Redis Persistence Internals: How RDB and AOF Work

Introduction
Every time you restart a Redis server, you expect your data to still be there. But Redis is an in-memory database — when the process exits, RAM is wiped. So how does Redis survive a restart?
The answer is persistence: Redis writes data to disk in the background, so it can reload on startup. It offers two complementary mechanisms:
- RDB (Redis Database) — periodic snapshots of the entire dataset
- AOF (Append-Only File) — a write-ahead log of every mutating command
Both are implemented in the Redis source code with careful engineering to avoid blocking the event loop or introducing latency spikes. This post reads through rdb.c, aof.c, and supporting files to understand exactly how they work.
What You'll Learn:
✅ How Redis forks its process to take a snapshot without pausing
✅ What copy-on-write means and why it makes BGSAVE safe
✅ How AOF records commands and the three fsync strategies
✅ The dual-buffer trick that prevents AOF rewrite from losing data
✅ How Redis combines RDB and AOF for the best of both worlds
Prerequisites:
- Basic Redis knowledge (Learning Redis Fundamentals recommended)
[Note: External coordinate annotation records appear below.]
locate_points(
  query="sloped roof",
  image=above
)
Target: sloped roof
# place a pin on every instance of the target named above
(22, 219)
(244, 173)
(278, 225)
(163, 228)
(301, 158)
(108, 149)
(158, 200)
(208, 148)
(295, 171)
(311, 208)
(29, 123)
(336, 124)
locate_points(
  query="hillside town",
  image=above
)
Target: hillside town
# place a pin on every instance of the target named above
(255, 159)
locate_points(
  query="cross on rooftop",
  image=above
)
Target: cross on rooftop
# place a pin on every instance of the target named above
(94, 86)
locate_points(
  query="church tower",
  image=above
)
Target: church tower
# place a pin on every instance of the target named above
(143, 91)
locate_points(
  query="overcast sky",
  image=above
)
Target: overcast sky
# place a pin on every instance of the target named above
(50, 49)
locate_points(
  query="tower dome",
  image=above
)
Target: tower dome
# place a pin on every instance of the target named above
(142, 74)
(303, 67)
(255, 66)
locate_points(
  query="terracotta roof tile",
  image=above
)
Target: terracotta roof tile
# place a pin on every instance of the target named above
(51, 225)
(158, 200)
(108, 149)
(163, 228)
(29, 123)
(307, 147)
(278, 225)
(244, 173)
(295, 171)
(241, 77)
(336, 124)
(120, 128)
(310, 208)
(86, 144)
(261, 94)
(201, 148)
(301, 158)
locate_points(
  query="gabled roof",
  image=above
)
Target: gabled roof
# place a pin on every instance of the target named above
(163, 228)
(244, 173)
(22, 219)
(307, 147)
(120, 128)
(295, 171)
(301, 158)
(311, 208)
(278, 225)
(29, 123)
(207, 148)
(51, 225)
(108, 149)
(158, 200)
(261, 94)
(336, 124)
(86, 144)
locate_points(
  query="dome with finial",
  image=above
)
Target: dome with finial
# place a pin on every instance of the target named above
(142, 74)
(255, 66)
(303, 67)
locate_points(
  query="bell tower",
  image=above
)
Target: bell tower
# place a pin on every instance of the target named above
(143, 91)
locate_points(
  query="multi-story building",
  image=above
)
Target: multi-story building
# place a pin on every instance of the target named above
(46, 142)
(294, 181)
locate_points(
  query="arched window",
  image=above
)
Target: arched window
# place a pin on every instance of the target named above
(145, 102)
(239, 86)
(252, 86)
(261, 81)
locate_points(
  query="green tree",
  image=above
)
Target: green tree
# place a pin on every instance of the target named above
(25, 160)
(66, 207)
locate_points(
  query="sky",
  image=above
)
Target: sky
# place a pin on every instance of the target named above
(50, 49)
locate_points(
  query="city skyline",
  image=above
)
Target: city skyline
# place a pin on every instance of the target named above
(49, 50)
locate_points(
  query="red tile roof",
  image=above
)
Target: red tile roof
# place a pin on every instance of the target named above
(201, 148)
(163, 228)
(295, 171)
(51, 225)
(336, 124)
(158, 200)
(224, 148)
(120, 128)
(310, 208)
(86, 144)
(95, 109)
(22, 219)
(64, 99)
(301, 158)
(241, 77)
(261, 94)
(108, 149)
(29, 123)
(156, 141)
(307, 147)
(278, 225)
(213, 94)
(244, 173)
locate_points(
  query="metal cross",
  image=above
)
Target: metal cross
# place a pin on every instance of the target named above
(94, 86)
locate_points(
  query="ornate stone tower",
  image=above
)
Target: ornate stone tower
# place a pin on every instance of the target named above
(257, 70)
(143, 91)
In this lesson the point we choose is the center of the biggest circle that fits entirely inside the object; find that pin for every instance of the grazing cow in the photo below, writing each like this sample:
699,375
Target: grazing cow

- Familiarity with Redis internals is helpful (Redis Source Code Explained)
- Curiosity about operating systems (fork, fsync) helps but is not required
The Two Persistence Files
git clone https://github.com/redis/redis.git
cd redis/src| File | What It Does |
|---|---|
rdb.c | RDB snapshot creation, encoding, and loading |
rdb.h | RDB format constants and function declarations |
aof.c | AOF write, fsync, and background rewrite |
server.c | serverCron — the timer that triggers both |
server.h | redisServer fields for persistence state |
The persistence state in redisServer (from server.h) is worth noting upfront:
struct redisServer {
// RDB state
pid_t rdb_child_pid; // PID of background save process (-1 if none)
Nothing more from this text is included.